Tonight it hit me, as I was giving advice, that I was dispensing wisdom I would do well to listen to myself. It was a question about optimization. Whenever you use that word, you have to know what you are optimizing for. Sometimes I forget.
One of the approximations of social media I engage in is a place called StackOverflow.com. That site and dozens of its sisters are an indispensable resource for programmers and tech folk in general. Some nights, like tonight, when I’m a little adrift, I will stop by over there and see if there are any questions pending I am qualified to answer.
When you’ve been around a while, you realize that there are almost no new questions, and in the major categories there are semi-pro question-answerers who can swiftly point the new question to the ancient answer. For php, you will see the name Barmar time and again, always helpful, always gentle.

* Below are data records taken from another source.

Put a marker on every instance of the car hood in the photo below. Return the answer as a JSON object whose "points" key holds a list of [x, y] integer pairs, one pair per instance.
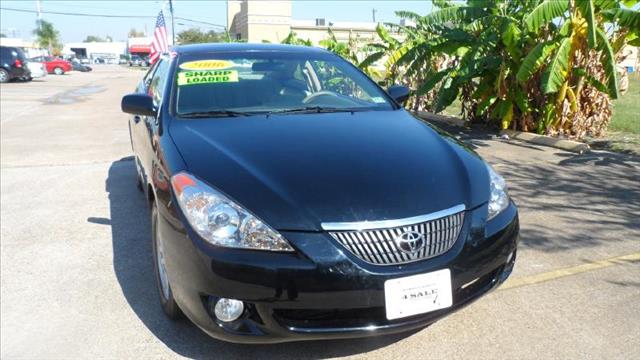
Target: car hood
{"points": [[298, 171]]}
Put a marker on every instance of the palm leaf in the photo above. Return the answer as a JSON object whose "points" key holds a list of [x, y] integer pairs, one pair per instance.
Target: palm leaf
{"points": [[586, 8], [404, 14], [534, 60], [371, 59], [446, 95], [456, 14], [624, 17], [544, 13], [554, 75], [609, 63], [384, 35]]}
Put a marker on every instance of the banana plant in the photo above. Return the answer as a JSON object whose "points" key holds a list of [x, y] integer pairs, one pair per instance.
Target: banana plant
{"points": [[536, 65]]}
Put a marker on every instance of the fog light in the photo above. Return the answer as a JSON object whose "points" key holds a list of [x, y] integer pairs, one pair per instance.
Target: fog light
{"points": [[228, 309]]}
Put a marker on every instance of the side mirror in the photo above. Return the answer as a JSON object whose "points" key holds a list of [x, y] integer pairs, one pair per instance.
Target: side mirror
{"points": [[138, 104], [399, 93]]}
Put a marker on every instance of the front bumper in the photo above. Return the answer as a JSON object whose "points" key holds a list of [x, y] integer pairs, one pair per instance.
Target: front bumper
{"points": [[322, 291]]}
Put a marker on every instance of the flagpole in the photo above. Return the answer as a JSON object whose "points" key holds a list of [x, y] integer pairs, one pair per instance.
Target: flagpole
{"points": [[173, 24]]}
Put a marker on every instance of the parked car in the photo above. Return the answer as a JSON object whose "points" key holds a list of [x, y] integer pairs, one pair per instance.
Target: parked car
{"points": [[135, 61], [37, 70], [295, 199], [77, 66], [54, 65], [13, 64]]}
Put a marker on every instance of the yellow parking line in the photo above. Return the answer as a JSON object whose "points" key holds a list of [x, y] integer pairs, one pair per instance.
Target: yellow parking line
{"points": [[573, 270]]}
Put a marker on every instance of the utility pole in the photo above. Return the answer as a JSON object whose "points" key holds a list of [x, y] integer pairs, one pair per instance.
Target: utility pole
{"points": [[173, 24], [39, 9]]}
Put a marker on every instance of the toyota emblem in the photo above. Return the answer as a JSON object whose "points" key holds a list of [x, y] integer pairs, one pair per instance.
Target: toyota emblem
{"points": [[410, 242]]}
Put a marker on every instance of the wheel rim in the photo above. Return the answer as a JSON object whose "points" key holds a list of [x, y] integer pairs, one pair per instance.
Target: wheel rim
{"points": [[162, 270]]}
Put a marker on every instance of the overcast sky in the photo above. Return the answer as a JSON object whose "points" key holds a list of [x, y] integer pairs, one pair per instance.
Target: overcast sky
{"points": [[76, 28]]}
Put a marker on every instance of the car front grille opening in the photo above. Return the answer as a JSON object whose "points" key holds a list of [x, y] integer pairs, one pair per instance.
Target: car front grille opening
{"points": [[403, 244]]}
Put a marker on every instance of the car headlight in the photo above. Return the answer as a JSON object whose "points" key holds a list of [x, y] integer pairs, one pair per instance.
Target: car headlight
{"points": [[220, 221], [499, 199]]}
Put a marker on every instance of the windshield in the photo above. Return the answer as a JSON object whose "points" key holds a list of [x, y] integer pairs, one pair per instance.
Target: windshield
{"points": [[248, 82]]}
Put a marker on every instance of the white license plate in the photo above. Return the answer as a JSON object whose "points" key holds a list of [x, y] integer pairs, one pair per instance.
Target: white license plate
{"points": [[417, 294]]}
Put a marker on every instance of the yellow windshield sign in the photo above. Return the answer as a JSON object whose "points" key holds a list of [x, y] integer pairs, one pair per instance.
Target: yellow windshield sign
{"points": [[206, 65], [207, 77]]}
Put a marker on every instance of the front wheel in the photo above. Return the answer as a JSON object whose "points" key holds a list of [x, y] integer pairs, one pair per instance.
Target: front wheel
{"points": [[167, 302]]}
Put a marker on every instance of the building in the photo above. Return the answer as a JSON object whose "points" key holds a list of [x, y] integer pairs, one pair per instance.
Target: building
{"points": [[30, 48], [258, 21], [110, 51], [139, 46]]}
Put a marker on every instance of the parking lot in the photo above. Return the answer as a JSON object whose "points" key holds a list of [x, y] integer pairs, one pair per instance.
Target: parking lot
{"points": [[76, 266]]}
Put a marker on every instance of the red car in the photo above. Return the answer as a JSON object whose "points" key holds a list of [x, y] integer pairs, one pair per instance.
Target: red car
{"points": [[54, 65]]}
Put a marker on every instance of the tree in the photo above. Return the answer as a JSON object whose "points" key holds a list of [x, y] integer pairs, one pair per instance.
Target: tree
{"points": [[196, 36], [93, 38], [135, 33], [47, 36], [292, 39], [532, 65]]}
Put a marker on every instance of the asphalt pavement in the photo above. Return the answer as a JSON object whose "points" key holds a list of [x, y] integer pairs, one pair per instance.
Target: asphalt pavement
{"points": [[76, 268]]}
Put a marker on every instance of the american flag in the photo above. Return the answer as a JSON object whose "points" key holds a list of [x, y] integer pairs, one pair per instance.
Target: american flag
{"points": [[159, 44]]}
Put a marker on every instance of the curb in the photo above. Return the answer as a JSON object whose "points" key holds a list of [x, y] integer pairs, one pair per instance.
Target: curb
{"points": [[568, 145]]}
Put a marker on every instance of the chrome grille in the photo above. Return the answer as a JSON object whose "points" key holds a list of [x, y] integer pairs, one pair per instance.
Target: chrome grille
{"points": [[385, 246]]}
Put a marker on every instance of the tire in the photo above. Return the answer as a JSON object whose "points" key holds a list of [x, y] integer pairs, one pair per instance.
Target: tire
{"points": [[167, 302], [4, 76]]}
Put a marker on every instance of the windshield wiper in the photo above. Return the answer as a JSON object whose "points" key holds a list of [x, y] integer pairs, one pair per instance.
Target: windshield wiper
{"points": [[312, 109], [216, 113]]}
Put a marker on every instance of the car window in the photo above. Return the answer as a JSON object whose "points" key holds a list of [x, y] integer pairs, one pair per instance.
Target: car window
{"points": [[273, 81], [156, 87]]}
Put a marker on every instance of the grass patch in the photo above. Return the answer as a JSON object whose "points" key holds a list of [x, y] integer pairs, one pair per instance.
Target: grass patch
{"points": [[626, 109]]}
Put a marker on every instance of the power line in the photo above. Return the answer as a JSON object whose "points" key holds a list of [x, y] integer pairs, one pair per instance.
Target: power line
{"points": [[110, 16]]}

But there is a category of question that in general is found to be annoying on Stack Overflow, but that I can answer well. These are questions that go beyond the nuts-and-bolts of a language to get to the heart of what programming really is. I will see the code they post, often a mess, and I can sort through it and figure out what is the actual question.
While others will downvote the question for being a mess, I find an opportunity to teach. I see someone who, with a little help, will see the mess also. My answers are long, and meticulous, but if I feel like I’m answering a homework question I leave out the key stones in the path.
A recent example: Someone had code that took the result of a database query and built an html table. But the result of the query didn’t directly match what was to go into the table. So while drawing the table, the code was also trying to figure shit out.
I suggested that while there was no way I was going to figure out what was wrong with the code as written, I had a simple concept to apply: Think, then Draw. Get all the information set up beforehand so that creating the html was just a brain-dead loop.
I have discovered that I have axioms. One is “Keep the guards close to the gate.” Another, apparently, is “Think, then draw.”
Tonight I came across a question asking for how to optimize a data manipulation operation. Massive data in, then a rearrangement of the data to be more useful later. The code to accomplish the data transform included nested loops, but was pretty tight and pretty clean. “How do I optimize this?” was the question.
I have come to realize that optimization of code is an economic judgement, not a technical one. The most obvious tradeoff: You can use more memory to make your process run faster.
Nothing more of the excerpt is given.